Penghargaan untuk para Juara

Acara puncak tersebut juga diisi dengan penyerahan piala kepada para pemenang berbagai pertandingan yang telah dilaksanakan. Selanjutnya, terdapat defile dari tiap kecamatan yang menampilkan hasil bumi, produk UMKM, serta potensi daerah lainnya. Momen ini tidak hanya merayakan prestasi, tetapi juga menunjukkan keanekaragaman dan kekayaan yang dimiliki oleh Kabupaten Toba.

Refleksi Perjalanan 27 Tahun

Perayaan HUT ke-27 Kabupaten Toba ini lebih dari sekedar seremoni; ini adalah momen untuk merefleksikan perjalanan yang telah dilalui. Selama 27 tahun, Kabupaten Toba telah mengalami berbagai perubahan dan kemajuan. Dalam hal infrastruktur, pendidikan, dan pariwisata, banyak pencapaian yang patut dibanggakan.

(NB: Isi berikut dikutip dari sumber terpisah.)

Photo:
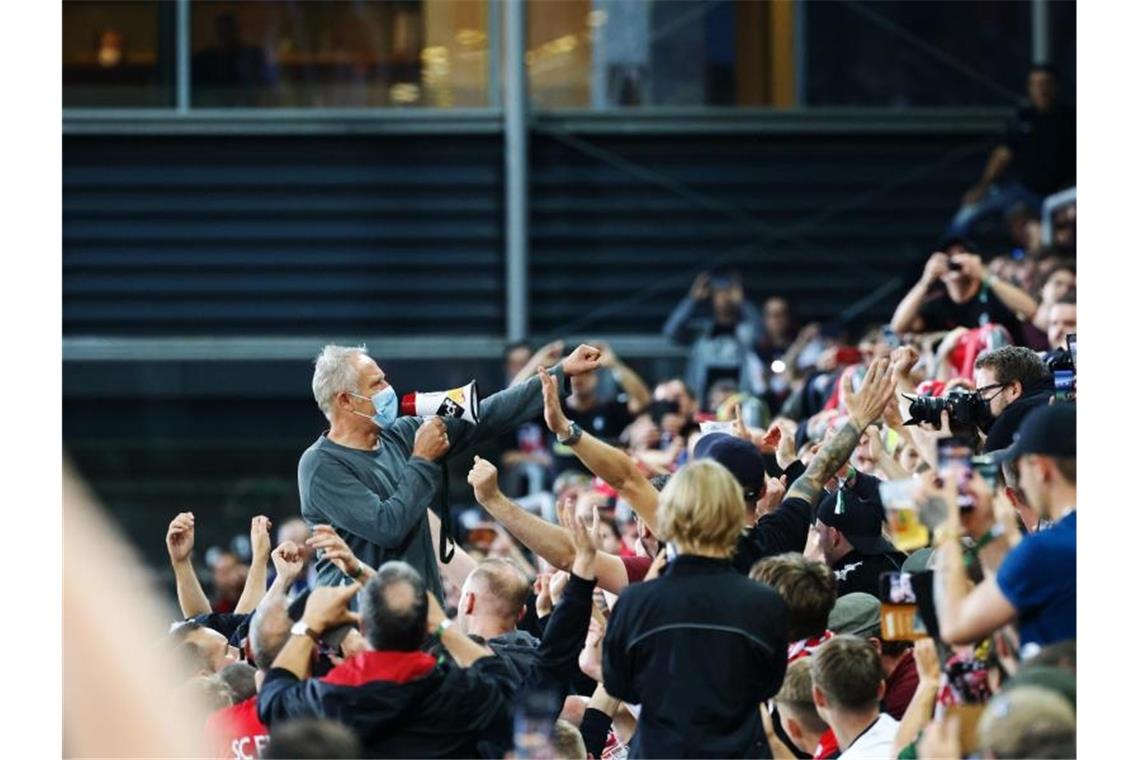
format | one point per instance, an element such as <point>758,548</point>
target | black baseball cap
<point>860,521</point>
<point>739,457</point>
<point>961,240</point>
<point>1049,430</point>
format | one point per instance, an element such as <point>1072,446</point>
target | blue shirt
<point>1039,578</point>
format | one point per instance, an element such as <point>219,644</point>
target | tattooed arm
<point>863,408</point>
<point>786,529</point>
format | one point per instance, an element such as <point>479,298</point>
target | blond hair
<point>701,509</point>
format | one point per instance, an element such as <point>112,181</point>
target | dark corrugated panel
<point>283,236</point>
<point>823,219</point>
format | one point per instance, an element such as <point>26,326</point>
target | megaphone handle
<point>445,519</point>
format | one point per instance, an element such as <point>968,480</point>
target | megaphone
<point>458,402</point>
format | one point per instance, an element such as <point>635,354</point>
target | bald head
<point>393,609</point>
<point>494,598</point>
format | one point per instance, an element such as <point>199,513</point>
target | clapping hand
<point>556,419</point>
<point>877,391</point>
<point>483,480</point>
<point>584,359</point>
<point>287,562</point>
<point>326,539</point>
<point>180,537</point>
<point>327,606</point>
<point>586,540</point>
<point>259,537</point>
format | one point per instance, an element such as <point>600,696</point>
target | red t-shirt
<point>902,683</point>
<point>828,746</point>
<point>636,568</point>
<point>236,732</point>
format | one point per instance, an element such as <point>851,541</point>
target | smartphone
<point>987,470</point>
<point>1064,381</point>
<point>898,617</point>
<point>481,537</point>
<point>332,637</point>
<point>659,409</point>
<point>955,464</point>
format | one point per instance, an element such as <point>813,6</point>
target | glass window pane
<point>607,54</point>
<point>340,55</point>
<point>117,55</point>
<point>917,54</point>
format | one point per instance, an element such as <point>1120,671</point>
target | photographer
<point>1035,583</point>
<point>722,344</point>
<point>1011,381</point>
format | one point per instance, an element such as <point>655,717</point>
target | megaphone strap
<point>446,552</point>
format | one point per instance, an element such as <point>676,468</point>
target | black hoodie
<point>1001,432</point>
<point>401,704</point>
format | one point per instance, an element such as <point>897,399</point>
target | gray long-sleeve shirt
<point>377,500</point>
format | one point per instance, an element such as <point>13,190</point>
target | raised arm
<point>327,541</point>
<point>906,313</point>
<point>677,327</point>
<point>545,357</point>
<point>863,408</point>
<point>995,165</point>
<point>192,599</point>
<point>965,614</point>
<point>1016,300</point>
<point>608,463</point>
<point>349,504</point>
<point>552,542</point>
<point>568,624</point>
<point>505,410</point>
<point>920,710</point>
<point>259,568</point>
<point>287,564</point>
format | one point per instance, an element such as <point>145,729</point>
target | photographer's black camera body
<point>968,410</point>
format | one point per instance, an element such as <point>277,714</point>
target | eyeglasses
<point>995,386</point>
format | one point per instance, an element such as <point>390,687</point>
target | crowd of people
<point>816,542</point>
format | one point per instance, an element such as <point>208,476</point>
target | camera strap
<point>445,517</point>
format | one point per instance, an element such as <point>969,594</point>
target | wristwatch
<point>575,435</point>
<point>301,628</point>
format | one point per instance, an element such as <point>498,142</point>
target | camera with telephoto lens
<point>968,410</point>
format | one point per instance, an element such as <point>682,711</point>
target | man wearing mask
<point>373,475</point>
<point>1012,381</point>
<point>722,345</point>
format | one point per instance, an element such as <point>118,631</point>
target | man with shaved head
<point>236,732</point>
<point>491,603</point>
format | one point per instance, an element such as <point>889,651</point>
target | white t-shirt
<point>876,742</point>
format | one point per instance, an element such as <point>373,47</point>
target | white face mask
<point>385,405</point>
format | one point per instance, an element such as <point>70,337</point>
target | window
<point>340,55</point>
<point>119,55</point>
<point>613,54</point>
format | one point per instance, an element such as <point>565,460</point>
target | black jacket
<point>784,529</point>
<point>860,572</point>
<point>408,704</point>
<point>401,704</point>
<point>699,648</point>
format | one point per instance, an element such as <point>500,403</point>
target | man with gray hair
<point>373,475</point>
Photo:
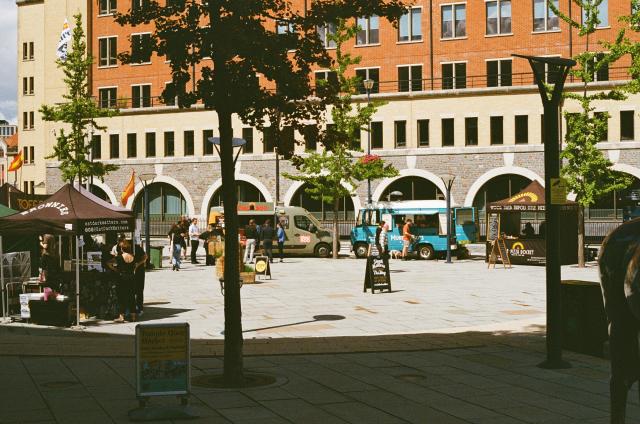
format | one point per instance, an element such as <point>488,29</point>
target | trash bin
<point>155,256</point>
<point>584,322</point>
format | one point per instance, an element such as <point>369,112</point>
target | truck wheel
<point>322,250</point>
<point>360,249</point>
<point>425,251</point>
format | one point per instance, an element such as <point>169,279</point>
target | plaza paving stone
<point>453,343</point>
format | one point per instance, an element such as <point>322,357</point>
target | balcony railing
<point>446,84</point>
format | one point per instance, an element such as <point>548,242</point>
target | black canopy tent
<point>504,219</point>
<point>68,212</point>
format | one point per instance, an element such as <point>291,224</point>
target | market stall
<point>515,220</point>
<point>68,212</point>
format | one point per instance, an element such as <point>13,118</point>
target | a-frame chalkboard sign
<point>377,276</point>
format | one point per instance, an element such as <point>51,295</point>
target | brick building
<point>457,102</point>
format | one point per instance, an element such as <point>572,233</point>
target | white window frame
<point>108,37</point>
<point>499,32</point>
<point>453,16</point>
<point>410,27</point>
<point>150,56</point>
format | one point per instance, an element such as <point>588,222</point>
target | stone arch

Namun, perjalanan ini juga mengingatkan kita akan tantangan yang masih harus dihadapi. Setiap lapisan masyarakat diharapkan dapat berperan aktif dalam pembangunan daerah, dengan semangat gotong royong dan saling mendukung. Dengan begitu, visi untuk menjadikan Toba sebagai daerah yang sejahtera dan maju dapat terwujud.

Menuju Toba Mantap 2029

Dalam konteks ini, visi Toba Mantap 2029 menjadi fondasi yang harus dijalankan bersama. Setiap elemen masyarakat, dari pemerintah, tokoh masyarakat, hingga generasi muda, memiliki peranan penting untuk mewujudkan cita-cita tersebut. Keterlibatan aktif masyarakat dalam proses pembangunan akan menghasilkan dampak positif yang berkelanjutan.

Kesimpulan

Puncak perayaan HUT ke-27 Kabupaten Toba bukan hanya sekadar perayaan, tetapi merupakan refleksi atas perjalanan yang telah dilalui dan harapan untuk masa depan. Dengan doa dan dukungan dari seluruh masyarakat, Kabupaten Toba diharapkan dapat terus melangkah maju menuju kesejahteraan dan kemajuan. Mari bersama-sama kita wujudkan Toba Mantap 2029 dan Indonesia Emas 2045.